ALBANY, Ga. -- Sarah Hunter started to drive off.
The long-time Albany Herald carrier had tried to rouse one of her customers in the early morning hours to no avail. So she got back in her vehicle and continued along her route in the Sasser community.
But Hunter's not the kind to let things go.
So she turned her vehicle around, went back to Alva Culbreth's home and started pounding on the door even harder. When there was still no answer and the alarming smell of gas persisted, Hunter called 911.
And she waited.
"I was really scared," Hunter, 41, who was recently named district circulation manager, said. "I decided I'd stay at the house until emergency personnel arrived, but just before the fire truck got there, Ms. Culbreth came to the door.
"I told her what was wrong, and she said, 'Don't leave me.' I stayed with her until I knew she was safe."
Hunter's heroic act occurred in May. No one knew of it until reader Jill McDonald, who attends church with the 95-year-old Culbreth, sent an e-mail to Herald Publisher Mike Gebhart last week.
"I wanted to write and tell you about one of your carriers. She is a hero in my book," McDonald's e-mail began. She then described in detail the events that led to the frantic 911 call that perhaps saved Culbreth's life.
"Hours after the fire department came, the gas fumes were still unbearable," McDonald continued. "If it was not for this paper lady, our precious friend would have died. ... We the members of our church and community feel grateful for (Hunter) as a night watchman. We can't thank her enough."
Culbreth, too, praised Hunter for her selfless act.
"I like that young lady a real lot," the nonagenarian said Thursday. "She's such a sweet person, and she sure helped me out. If she hadn't come along, the whole thing might have blown up.
"I understand she's the kind of person who takes care of people, and there ain't no one who can say a bad thing about her. I know I can't."
Hunter worked as a pharmacy technician at Tift Regional Hospital in Tifton before moving with her family from Worth County to Terrell County. Needing new employment, she applied and got a job as a carrier at The Herald.

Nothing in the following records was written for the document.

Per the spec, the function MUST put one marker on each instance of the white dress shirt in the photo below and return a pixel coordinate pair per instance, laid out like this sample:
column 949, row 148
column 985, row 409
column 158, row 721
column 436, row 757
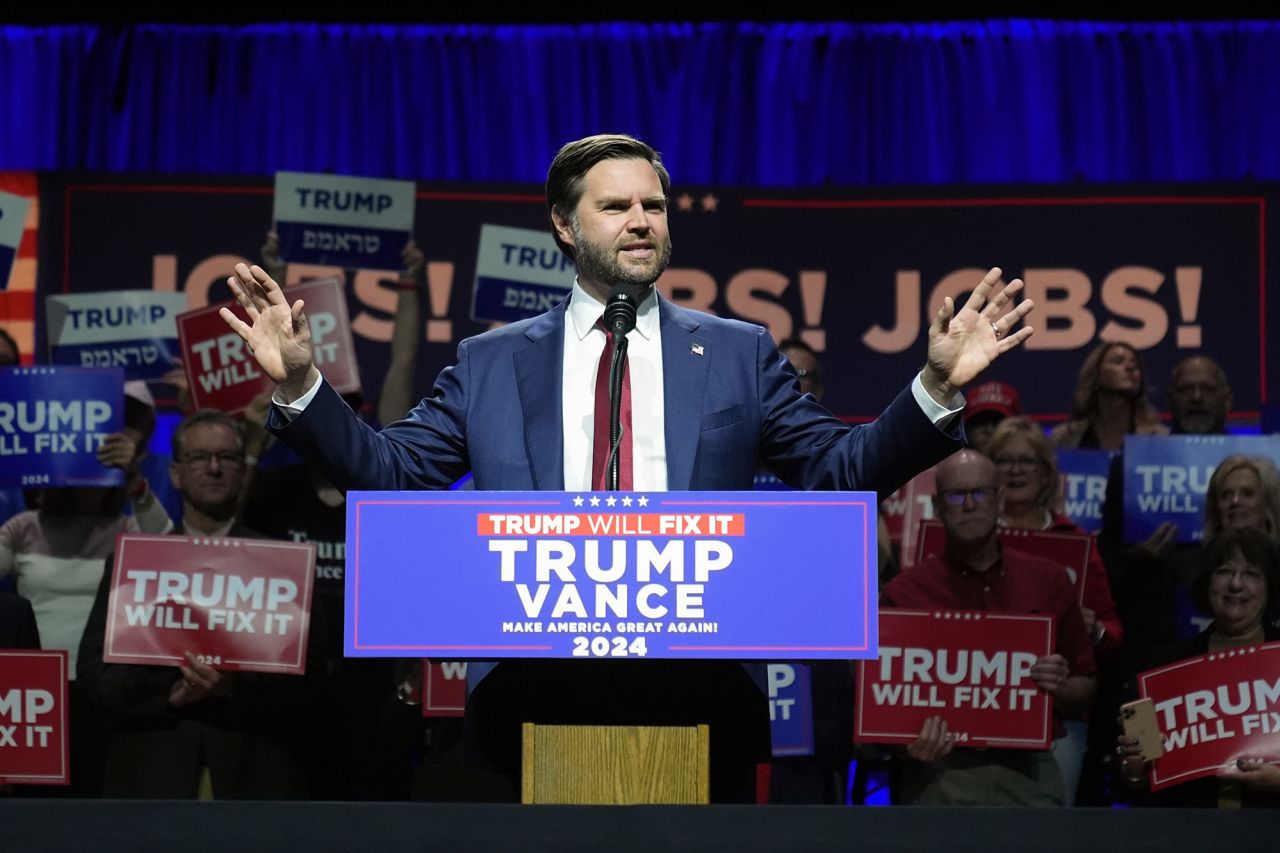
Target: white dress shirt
column 584, row 342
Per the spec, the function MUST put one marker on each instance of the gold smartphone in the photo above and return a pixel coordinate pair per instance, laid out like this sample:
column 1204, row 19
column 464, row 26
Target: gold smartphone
column 1138, row 719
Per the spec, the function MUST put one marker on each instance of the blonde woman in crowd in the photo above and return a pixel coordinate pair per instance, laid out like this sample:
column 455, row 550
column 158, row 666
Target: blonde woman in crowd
column 1110, row 401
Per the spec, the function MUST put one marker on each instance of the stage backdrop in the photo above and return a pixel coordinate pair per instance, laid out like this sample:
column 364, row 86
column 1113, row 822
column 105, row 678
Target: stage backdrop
column 1170, row 269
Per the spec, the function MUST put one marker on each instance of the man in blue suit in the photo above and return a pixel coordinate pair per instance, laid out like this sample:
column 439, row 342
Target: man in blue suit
column 714, row 401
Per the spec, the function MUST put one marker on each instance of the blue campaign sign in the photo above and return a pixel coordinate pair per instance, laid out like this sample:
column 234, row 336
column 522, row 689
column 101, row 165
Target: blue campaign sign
column 338, row 220
column 1165, row 479
column 560, row 574
column 131, row 329
column 51, row 423
column 519, row 273
column 1084, row 486
column 790, row 708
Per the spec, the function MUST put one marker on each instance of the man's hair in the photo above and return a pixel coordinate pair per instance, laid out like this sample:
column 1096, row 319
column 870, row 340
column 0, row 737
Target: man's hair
column 567, row 173
column 210, row 416
column 1219, row 374
column 798, row 343
column 1256, row 548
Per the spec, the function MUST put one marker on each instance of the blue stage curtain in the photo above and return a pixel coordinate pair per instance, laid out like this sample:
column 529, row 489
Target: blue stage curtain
column 780, row 104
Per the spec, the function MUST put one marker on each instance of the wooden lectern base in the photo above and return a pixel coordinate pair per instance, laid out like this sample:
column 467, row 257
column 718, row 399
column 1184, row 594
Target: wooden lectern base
column 615, row 765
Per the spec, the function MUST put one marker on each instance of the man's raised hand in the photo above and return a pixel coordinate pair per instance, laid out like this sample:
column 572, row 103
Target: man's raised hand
column 964, row 343
column 277, row 334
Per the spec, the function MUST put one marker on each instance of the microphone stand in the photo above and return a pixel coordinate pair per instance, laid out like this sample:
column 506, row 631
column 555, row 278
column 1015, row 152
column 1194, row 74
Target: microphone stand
column 620, row 318
column 617, row 368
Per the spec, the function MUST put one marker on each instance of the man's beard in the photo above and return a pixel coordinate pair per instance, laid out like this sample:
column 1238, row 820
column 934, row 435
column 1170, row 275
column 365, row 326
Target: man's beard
column 219, row 510
column 599, row 264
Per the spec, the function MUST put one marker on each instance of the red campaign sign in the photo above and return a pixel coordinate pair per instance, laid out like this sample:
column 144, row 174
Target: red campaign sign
column 332, row 345
column 220, row 372
column 1215, row 708
column 969, row 667
column 1069, row 550
column 33, row 717
column 444, row 688
column 240, row 605
column 904, row 511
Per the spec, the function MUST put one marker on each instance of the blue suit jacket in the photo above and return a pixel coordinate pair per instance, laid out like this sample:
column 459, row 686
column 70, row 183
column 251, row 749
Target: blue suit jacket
column 732, row 404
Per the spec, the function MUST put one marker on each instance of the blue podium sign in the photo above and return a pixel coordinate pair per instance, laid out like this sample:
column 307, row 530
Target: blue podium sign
column 53, row 422
column 744, row 575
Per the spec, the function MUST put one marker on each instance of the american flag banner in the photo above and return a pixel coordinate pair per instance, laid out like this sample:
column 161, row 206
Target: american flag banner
column 18, row 295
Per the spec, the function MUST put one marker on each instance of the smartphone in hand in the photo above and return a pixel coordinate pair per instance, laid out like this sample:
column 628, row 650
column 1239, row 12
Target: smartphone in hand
column 1138, row 720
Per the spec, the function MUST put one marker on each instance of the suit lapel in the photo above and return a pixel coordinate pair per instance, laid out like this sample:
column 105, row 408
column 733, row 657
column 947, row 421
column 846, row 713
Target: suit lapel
column 685, row 363
column 539, row 369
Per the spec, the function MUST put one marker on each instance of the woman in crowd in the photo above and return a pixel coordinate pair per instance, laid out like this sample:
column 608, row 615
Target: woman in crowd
column 1033, row 497
column 1110, row 401
column 1239, row 587
column 1243, row 492
column 56, row 553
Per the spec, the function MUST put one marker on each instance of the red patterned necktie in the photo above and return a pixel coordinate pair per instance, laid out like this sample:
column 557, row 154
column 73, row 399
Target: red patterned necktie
column 600, row 450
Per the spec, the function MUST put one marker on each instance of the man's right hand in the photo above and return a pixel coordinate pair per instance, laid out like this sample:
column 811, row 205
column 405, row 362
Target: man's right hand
column 277, row 334
column 935, row 742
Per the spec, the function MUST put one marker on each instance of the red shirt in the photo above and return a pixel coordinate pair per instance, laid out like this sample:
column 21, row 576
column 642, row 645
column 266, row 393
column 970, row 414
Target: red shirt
column 1097, row 592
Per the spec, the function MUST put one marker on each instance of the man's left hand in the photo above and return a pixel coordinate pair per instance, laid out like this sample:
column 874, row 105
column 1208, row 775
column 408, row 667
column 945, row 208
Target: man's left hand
column 199, row 682
column 1050, row 673
column 963, row 345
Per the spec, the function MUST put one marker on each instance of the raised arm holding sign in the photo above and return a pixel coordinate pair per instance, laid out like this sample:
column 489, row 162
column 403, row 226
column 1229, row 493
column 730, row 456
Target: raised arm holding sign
column 713, row 396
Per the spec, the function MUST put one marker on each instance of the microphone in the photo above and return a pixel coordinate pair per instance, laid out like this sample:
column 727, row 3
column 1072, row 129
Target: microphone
column 620, row 318
column 620, row 310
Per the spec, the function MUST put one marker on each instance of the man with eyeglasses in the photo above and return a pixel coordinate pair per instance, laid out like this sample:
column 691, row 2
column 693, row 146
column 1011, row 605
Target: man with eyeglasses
column 976, row 573
column 197, row 731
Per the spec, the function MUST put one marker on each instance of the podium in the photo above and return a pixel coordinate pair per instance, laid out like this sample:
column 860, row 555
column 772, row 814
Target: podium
column 620, row 623
column 616, row 765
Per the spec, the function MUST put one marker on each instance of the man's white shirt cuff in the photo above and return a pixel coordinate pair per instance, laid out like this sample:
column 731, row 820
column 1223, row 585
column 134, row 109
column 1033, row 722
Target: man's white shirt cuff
column 933, row 410
column 292, row 410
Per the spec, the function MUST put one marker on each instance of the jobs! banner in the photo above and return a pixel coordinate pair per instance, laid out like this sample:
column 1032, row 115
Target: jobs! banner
column 1165, row 479
column 220, row 370
column 238, row 605
column 33, row 717
column 131, row 329
column 490, row 575
column 972, row 669
column 1084, row 486
column 330, row 331
column 1169, row 269
column 53, row 422
column 1069, row 550
column 341, row 220
column 1215, row 708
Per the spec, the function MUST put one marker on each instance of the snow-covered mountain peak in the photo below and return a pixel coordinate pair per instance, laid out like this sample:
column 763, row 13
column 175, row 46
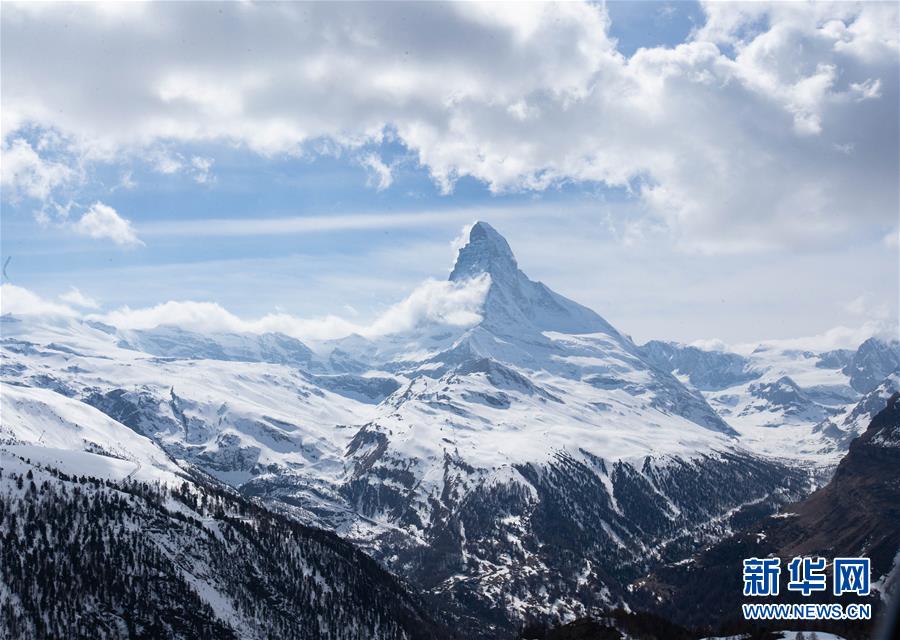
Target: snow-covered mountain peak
column 516, row 305
column 485, row 252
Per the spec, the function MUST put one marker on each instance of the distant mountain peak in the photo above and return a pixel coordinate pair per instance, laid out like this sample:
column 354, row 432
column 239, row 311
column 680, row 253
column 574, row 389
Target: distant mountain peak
column 516, row 305
column 486, row 252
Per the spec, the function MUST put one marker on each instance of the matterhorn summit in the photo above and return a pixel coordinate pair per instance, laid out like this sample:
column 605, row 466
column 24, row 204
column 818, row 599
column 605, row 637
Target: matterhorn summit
column 516, row 305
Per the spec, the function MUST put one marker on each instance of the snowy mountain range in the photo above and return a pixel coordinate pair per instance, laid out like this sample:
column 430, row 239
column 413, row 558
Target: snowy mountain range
column 536, row 462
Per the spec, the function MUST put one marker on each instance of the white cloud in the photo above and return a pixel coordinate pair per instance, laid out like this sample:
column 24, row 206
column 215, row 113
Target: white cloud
column 433, row 302
column 24, row 172
column 762, row 94
column 101, row 221
column 21, row 301
column 74, row 297
column 380, row 174
column 201, row 169
column 841, row 337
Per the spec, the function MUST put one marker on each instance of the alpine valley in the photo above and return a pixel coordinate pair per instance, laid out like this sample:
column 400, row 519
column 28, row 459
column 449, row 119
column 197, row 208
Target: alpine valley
column 534, row 464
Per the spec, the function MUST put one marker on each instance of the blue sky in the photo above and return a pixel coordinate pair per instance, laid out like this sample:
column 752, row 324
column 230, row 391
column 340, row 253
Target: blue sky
column 675, row 167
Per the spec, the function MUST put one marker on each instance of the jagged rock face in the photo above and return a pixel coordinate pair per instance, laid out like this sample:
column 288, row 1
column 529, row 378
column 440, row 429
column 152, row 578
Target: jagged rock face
column 857, row 514
column 873, row 361
column 516, row 305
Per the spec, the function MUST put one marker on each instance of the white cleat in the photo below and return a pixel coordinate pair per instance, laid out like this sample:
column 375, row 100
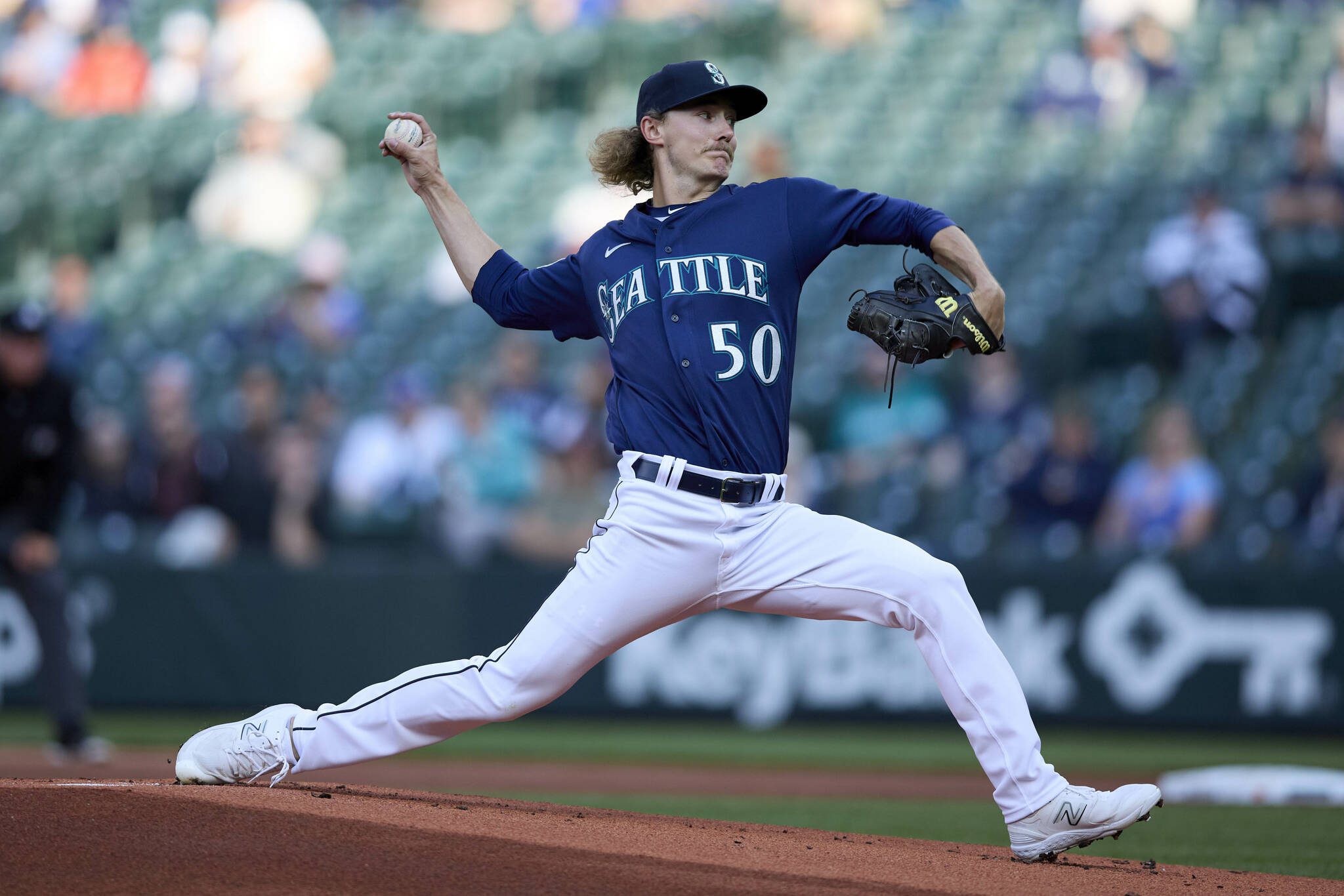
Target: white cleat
column 1077, row 817
column 241, row 751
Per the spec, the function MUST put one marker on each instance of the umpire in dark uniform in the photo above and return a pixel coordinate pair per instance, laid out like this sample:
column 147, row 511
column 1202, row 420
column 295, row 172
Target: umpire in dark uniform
column 38, row 443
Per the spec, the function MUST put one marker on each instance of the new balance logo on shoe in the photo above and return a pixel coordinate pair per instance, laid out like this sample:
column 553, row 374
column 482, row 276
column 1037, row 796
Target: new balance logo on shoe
column 1066, row 810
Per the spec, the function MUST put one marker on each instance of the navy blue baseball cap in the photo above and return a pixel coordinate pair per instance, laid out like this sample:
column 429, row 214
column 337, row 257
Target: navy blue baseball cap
column 681, row 82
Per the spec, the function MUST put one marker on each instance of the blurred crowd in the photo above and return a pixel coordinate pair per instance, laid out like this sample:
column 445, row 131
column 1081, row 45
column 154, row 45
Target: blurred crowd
column 515, row 460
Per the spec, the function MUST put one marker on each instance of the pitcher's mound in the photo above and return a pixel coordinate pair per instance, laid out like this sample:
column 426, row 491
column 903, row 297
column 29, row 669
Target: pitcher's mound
column 159, row 837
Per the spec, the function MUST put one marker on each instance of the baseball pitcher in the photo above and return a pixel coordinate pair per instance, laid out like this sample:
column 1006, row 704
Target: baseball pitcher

She worked at that position for 3 1/2 years before being named district manager last month.
Herald Circulation Director Michael Hill said he was surprised to find out that Hunter's heroic act happened five months ago and he only recently heard of it, but he was not surprised by Hunter's actions.
"Sarah's such a humble person, she didn't say anything about the incident on her route," Hill said. "That's just the kind of person she is. But she's always been one of our best and most reliable carriers.
"When the (district manager) position came open, everyone in the circulation department was unanimous in recommending her for the job."
Hunter said she's always tried to help people when she could, but she was especially concerned about the 95-year-old Culbreth.
"I took the paper to (Culbreth's) doorstep around 3-3:30 in the morning," she said. "That's part of the paper's service for our elderly subscribers. As soon as I opened her storm door, I smelled the gas. I didn't know what to do, and I started to go on with my route. But I had to come back.
"I banged on the door for 10 minutes, and when no one answered I decided to call 911. I'm really glad I did."
So is Culbreth.
"She's just a wonderful, wonderful person," the long-time Herald reader said.
McDonald seconds that emotion.
"This is a special person you have working for you," she wrote to Gebhart. "Please tell her again how much we appreciate her watching after everyone at night. She is a Godsend and a blessing to all who have the pleasure of coming into contact with her."